Dann ist der Projektordner in einer Shell zu öffnen und die Bauanleitung mit Docker auszuführen:

docker compose up -d



Jetzt laufen Container für Open Notebook, surreal db, Ollama und Speaches.

Welche Modelle für speaches zur Verfügung stehen kann man lokal abfragen mit http://localhost:8969/v1/registry oder über huggingface einsehen.

TTS Modell

Text to speech lokal mit speaches ermöglicht das Erstellen von Podcasts.
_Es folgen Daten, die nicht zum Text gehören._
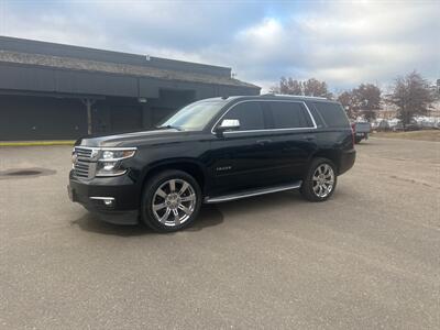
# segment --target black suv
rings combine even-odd
[[[308,200],[326,200],[354,158],[338,102],[212,98],[155,130],[78,140],[68,193],[102,220],[169,232],[188,227],[204,202],[296,188]]]

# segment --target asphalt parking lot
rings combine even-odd
[[[0,328],[440,326],[440,143],[371,139],[327,202],[207,206],[166,235],[72,204],[69,162],[0,148]]]

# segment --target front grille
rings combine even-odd
[[[92,166],[92,150],[84,147],[75,147],[76,161],[74,163],[74,174],[78,177],[91,178],[95,175]]]

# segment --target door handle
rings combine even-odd
[[[257,140],[256,141],[256,143],[261,144],[261,145],[264,145],[264,144],[267,144],[267,143],[271,143],[271,142],[272,142],[272,140]]]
docker compose exec speaches uv tool run speaches-cli model download speaches-ai/Kokoro-82M-v1.0-ONNX

Kokoro ist zwar multilingual, enthält aber kein Deutsch. Deshalb noch deutsche Modelle, Piper enthält das:

speaches-ai/piper-de_DE-thorsten-high
speaches-ai/piper-de_DE-thorsten_emotional-medium
speaches-ai/piper-de_DE-thorsten-medium
speaches-ai/piper-de_DE-thorsten-low
speaches-ai/piper-de_DE-mls-medium
speaches-ai/piper-de_DE-karlsson-low
speaches-ai/piper-de_DE-pavoque-low
speaches-ai/piper-de_DE-kerstin-low
speaches-ai/piper-de_DE-ramona-low
speaches-ai/piper-de_DE-eva_k-x_low

STT Modell

Speech to text lokal mit speaches ermöglicht das transkribieren von Video- und Audiodateien als Quellen.

docker compose exec speaches uv tool run speaches-cli model download Systran/faster-whisper-small

Konfiguration in Open Notebook

Modell-Grundkonfiguration

In Open Notebook muß jetzt das OpenAI Compatible Modell eingerichtet werden. Hier gibt man als Namen speaches an und als URL http://host.docker.internal:8969/v1 (MacOs und Windows) bzw. http://172.17.0.1:8969/v1 (Linux). Ein Klick auf Test sollte eine erfolgreiche Verbindung bestätigen.

Mit einem Klick auf Models sit für TTS "speaches-ai/Kokoro-82M-v1.0-ONNX" und für STT "Systran/faster-whisper-small" zuzuweisen.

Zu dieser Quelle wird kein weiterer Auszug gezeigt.